# [SOLVED] help with a derivative

• Jan 17th 2008, 08:46 AM
Discalculiated
[SOLVED] help with a derivative
ok, I'm in calc. concepts and I have two questions. Help with either would be greatly appreciated.

1)
Find an equation for the tangent line to f(x) = [-(6+3x^2)/x)] at (2, -9)
I know that the answer is 3x + 2y = -12 I just can't find it! I shouldn't have any problem finding the actual tan line, it's the derivatibe that I'm having trouble with.

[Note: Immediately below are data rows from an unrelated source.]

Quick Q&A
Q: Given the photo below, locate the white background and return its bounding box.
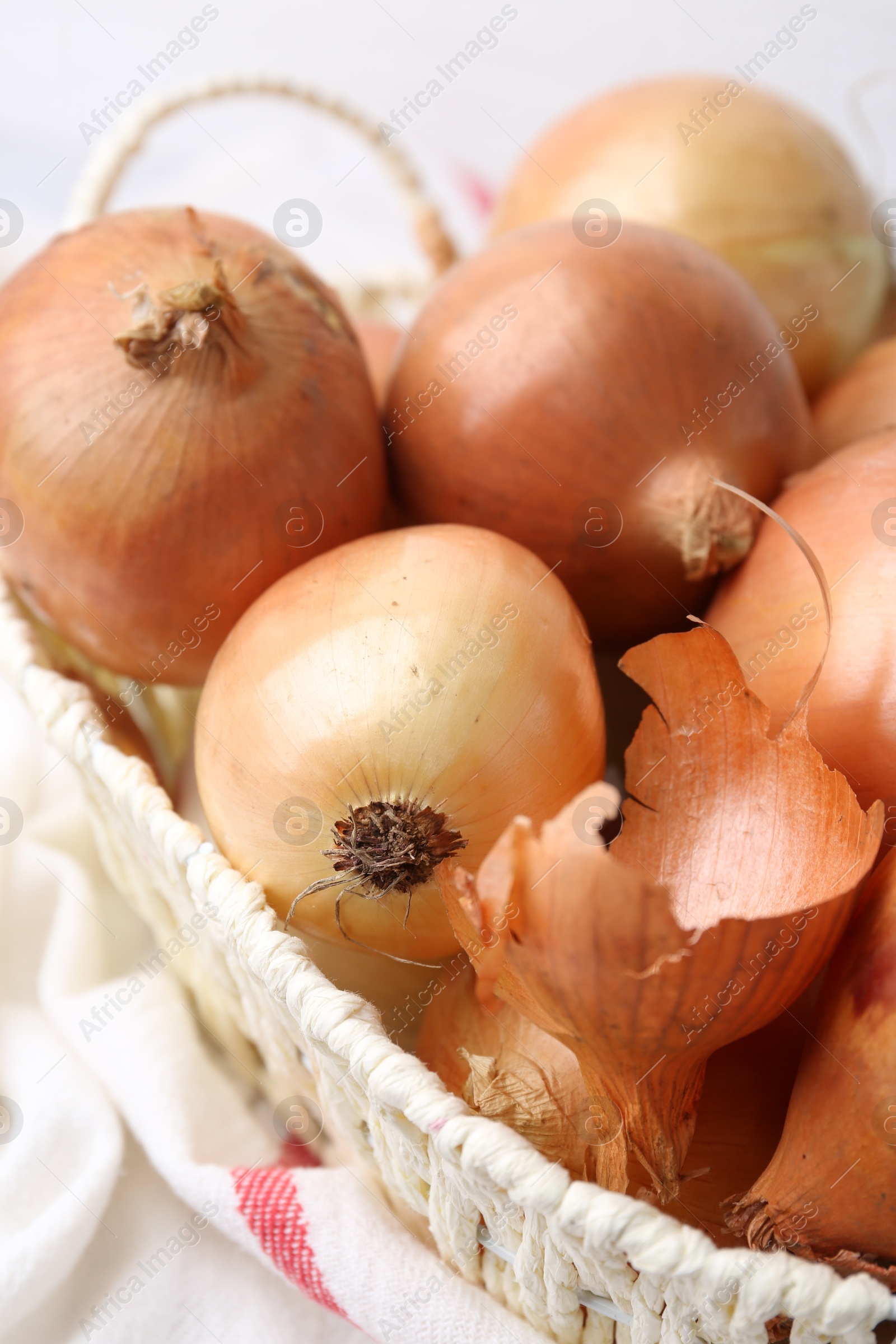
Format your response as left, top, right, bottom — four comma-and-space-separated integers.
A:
0, 0, 896, 291
0, 0, 896, 1344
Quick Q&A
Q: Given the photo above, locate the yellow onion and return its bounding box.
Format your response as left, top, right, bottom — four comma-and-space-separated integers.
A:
195, 527, 604, 962
492, 77, 888, 391
813, 336, 896, 453
707, 430, 896, 806
0, 209, 385, 684
385, 223, 816, 645
439, 626, 883, 1203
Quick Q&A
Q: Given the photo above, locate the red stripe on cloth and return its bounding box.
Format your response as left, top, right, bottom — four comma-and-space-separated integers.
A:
231, 1166, 348, 1318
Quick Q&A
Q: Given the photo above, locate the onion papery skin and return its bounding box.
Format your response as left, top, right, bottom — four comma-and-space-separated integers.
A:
417, 965, 594, 1180
0, 209, 385, 684
492, 75, 888, 391
707, 430, 896, 806
385, 223, 815, 645
813, 336, 896, 453
196, 525, 604, 961
629, 985, 815, 1246
731, 853, 896, 1274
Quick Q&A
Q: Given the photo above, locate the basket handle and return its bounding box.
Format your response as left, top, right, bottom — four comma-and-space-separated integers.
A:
64, 75, 458, 276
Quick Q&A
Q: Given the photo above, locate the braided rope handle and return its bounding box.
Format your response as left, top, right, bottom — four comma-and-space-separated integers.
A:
64, 75, 458, 276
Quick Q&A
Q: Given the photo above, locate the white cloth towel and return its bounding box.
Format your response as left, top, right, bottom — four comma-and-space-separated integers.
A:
0, 683, 542, 1344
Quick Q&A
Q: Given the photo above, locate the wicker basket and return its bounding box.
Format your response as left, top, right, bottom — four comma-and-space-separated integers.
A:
0, 80, 896, 1344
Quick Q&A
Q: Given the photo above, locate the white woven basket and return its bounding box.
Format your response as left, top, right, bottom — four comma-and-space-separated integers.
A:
0, 80, 896, 1344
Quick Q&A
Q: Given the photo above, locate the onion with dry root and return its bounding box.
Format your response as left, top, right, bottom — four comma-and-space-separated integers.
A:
707, 430, 896, 811
0, 209, 385, 684
441, 626, 883, 1203
728, 853, 896, 1290
492, 76, 888, 391
196, 527, 604, 962
385, 223, 815, 644
813, 336, 896, 453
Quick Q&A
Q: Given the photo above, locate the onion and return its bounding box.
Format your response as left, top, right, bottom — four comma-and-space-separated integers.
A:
813, 336, 896, 453
354, 317, 402, 407
645, 1000, 816, 1246
196, 527, 604, 962
730, 853, 896, 1290
707, 431, 896, 806
492, 75, 888, 390
0, 209, 384, 684
385, 223, 814, 644
439, 626, 883, 1203
417, 967, 591, 1180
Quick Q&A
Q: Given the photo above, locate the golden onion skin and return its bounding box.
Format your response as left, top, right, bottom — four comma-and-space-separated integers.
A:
707, 429, 896, 811
385, 222, 818, 646
492, 74, 888, 393
0, 209, 385, 684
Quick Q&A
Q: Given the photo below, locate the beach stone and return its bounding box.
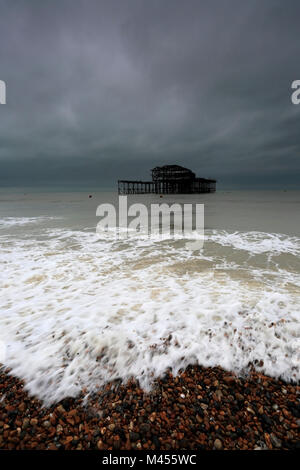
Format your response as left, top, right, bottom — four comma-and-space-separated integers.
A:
214, 439, 223, 450
270, 433, 282, 449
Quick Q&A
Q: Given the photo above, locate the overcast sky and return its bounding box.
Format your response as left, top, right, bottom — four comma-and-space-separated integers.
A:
0, 0, 300, 189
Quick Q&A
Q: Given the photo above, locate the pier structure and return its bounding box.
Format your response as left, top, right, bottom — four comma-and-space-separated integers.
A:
118, 165, 216, 194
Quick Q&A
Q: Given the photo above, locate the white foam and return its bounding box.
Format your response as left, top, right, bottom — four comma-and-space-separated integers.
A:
210, 230, 300, 256
0, 229, 300, 404
0, 216, 59, 228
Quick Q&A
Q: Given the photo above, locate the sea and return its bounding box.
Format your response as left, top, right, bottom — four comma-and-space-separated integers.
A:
0, 188, 300, 405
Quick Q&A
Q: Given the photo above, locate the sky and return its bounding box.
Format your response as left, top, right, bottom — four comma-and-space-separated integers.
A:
0, 0, 300, 189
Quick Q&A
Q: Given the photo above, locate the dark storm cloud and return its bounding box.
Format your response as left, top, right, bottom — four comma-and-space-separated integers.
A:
0, 0, 300, 187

I tried using quotient rule and this is what I got:

(-x)(-6x) - (-1)(6 + 3x^2)
------------------------- =
x^2

6x^2 + 6 + 3x^2
----------------------- =
x^2

9x^2 + 6
---------
x^2

which I don't think is right?

2) Find the derivative of
y = -6 - (1/x)
----------
X + 5

yikes! We don't have anything like this in the text, he just kind of snuck it in on the test and I'm trying to figure it out. The answer is:
6x^2 + 2x + 5
--------------
x^2(x+5)^2
• Jan 17th 2008, 11:30 AM
Peritus
$
f(x) = - \frac{{6 + 3x^2 }}{x}
$

if you choose to use the quotient rule:

$\begin{array}{l}
f(x) = \frac{{g(x)}}{{w(x)}} \\
f' (x) = \frac{{g' (x)w(x) - g(x)w' (x)}}{{w^2 (x)}} \\
\end{array}

$

in our case:

$\begin{array}{l}
g(x) = - 6 - 3x^2 - > g'(x) = - 6x \\
w(x) = x - > w'(x) = 1 \\
\end{array}$

thus:

$
f(x) = \frac{{ - 6x^2 + 6 + 3x^2 }}{{x^2 }} = - 3 + \frac{6}{{x^2 }}
$

-----------------------------------------------------------------------
First I'd suggest that you don't get fixated on finding special formulas for everything. The trick is to express the function in a convinient form and use the product rule.

$y(x) = \frac{{ - 6 - {\raise0.7ex\hbox{1} \!\mathord{\left/
{\vphantom {1 x}}\right.\kern-\nulldelimiterspace}
\!\lower0.7ex\hbox{x}}}}{{x + 5}} = - \left( {6 + \frac{1}{x}} \right) \cdot \left( {\frac{1}{{x + 5}}} \right)$

$
\begin{array}{l}
y'(x) = - \left( {\frac{1}{{x + 5}}} \right) \cdot \frac{d}{{dx}}\left( {6 + \frac{1}{x}} \right) - \left( {6 + \frac{1}{x}} \right)\frac{d}{{dx}}\left( {\frac{1}{{x + 5}}} \right) = \\
= \frac{1}{{x^2 }} \cdot \left( {\frac{1}{{x + 5}}} \right) + \left( {6 + \frac{1}{x}} \right) \cdot \left( {\frac{1}{{(x + 5)^2 }}} \right) \\
\end{array}
$

$
\begin{array}{l}
= \frac{1}{{(x + 5)x^2 }} + \frac{{6x + 1}}{{(x + 5)^2 x}} \\
{\rm common}\;{\rm denominator} \\
{\rm = }\frac{{{\rm x + 5 + 6x}^{\rm 2} + x}}{{x^2 (x + 5)^2 }} = \frac{{{\rm 6x}^{\rm 2} + 2x + 5}}{{x^2 (x + 5)^2 }} \\
\end{array}
$
• Jan 18th 2008, 09:34 PM
kalagota
after getting the correct answer in the first one, which is

$f'(x)=-3 + \frac{6}{x^2}$ = slope of the tangent line), all you have to do is to substitute x=2, and you'll get the slope of the line and just use the point-slope form to get the line..

--------------------------------
there are many ways to attack the problem..
just do the one you think you are good at..